What is the key to a perfect SFINCIONE?
The key to a perfect sfincione, in regards to how we make it, is a crunchy bottom, soft and airy wide crumb, gooey fontina cheese bite, and fresh toppings. When the dough is perfectly stretched and fermented the result is heaven-like.
With so many competing restaurant options in downtown Nashville, what is the best way you’ve been able to reach the market?
Just make really good consistent food. It all speaks for itself; word of mouth is the best marketing.
What made it possible for you to go from a pop-up to a brick-and-mortar location?

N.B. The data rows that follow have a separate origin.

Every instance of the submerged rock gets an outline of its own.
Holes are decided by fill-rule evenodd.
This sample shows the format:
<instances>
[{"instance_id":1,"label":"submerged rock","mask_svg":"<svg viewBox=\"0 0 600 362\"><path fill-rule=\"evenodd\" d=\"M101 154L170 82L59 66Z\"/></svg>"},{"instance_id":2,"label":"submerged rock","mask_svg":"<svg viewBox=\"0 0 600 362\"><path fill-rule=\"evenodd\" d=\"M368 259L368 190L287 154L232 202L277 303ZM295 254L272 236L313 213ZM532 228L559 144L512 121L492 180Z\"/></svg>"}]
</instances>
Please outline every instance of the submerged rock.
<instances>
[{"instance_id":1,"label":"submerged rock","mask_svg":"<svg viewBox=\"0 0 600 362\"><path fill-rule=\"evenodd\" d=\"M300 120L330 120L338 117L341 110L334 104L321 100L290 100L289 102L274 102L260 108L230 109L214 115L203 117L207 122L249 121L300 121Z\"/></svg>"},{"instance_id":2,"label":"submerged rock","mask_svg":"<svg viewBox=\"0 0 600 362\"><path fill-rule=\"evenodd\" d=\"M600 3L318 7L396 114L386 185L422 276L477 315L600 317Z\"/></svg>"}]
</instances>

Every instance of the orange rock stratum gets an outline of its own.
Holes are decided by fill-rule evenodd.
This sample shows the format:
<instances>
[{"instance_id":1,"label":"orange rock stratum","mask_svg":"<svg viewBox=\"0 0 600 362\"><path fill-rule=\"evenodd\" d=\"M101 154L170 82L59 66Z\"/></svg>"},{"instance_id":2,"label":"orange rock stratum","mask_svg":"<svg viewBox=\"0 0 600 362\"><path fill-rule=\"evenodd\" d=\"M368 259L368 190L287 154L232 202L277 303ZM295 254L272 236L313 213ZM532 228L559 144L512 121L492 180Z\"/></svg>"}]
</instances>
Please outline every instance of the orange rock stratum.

Preparation and failure, I was always ready for a meeting with potential inventors. I went through multiple different suitors before landing on the partner that I felt comfortable doing business with. I also have to give some credit to my kids or kids at the time. Before my daughter came along I didn’t have much patience or much long-term planning ability. I realized soon after experiencing fatherhood that time was a bit of a marathon and to slow down, and stop being so reactive. The food was good and different considering the market I was attempting to start the business in so I had time to figure it out.
What’s next?
Keep trucking along and make St. Vito the best it can be. We have a lot of potential and we are a very different style of restaurant compared to others. We only seat 43 people and have a very small staff. Our pizza is sort of an educational experience for some residents in our city so I feel it’s our job to be as consistent and persistent as possible for our customers.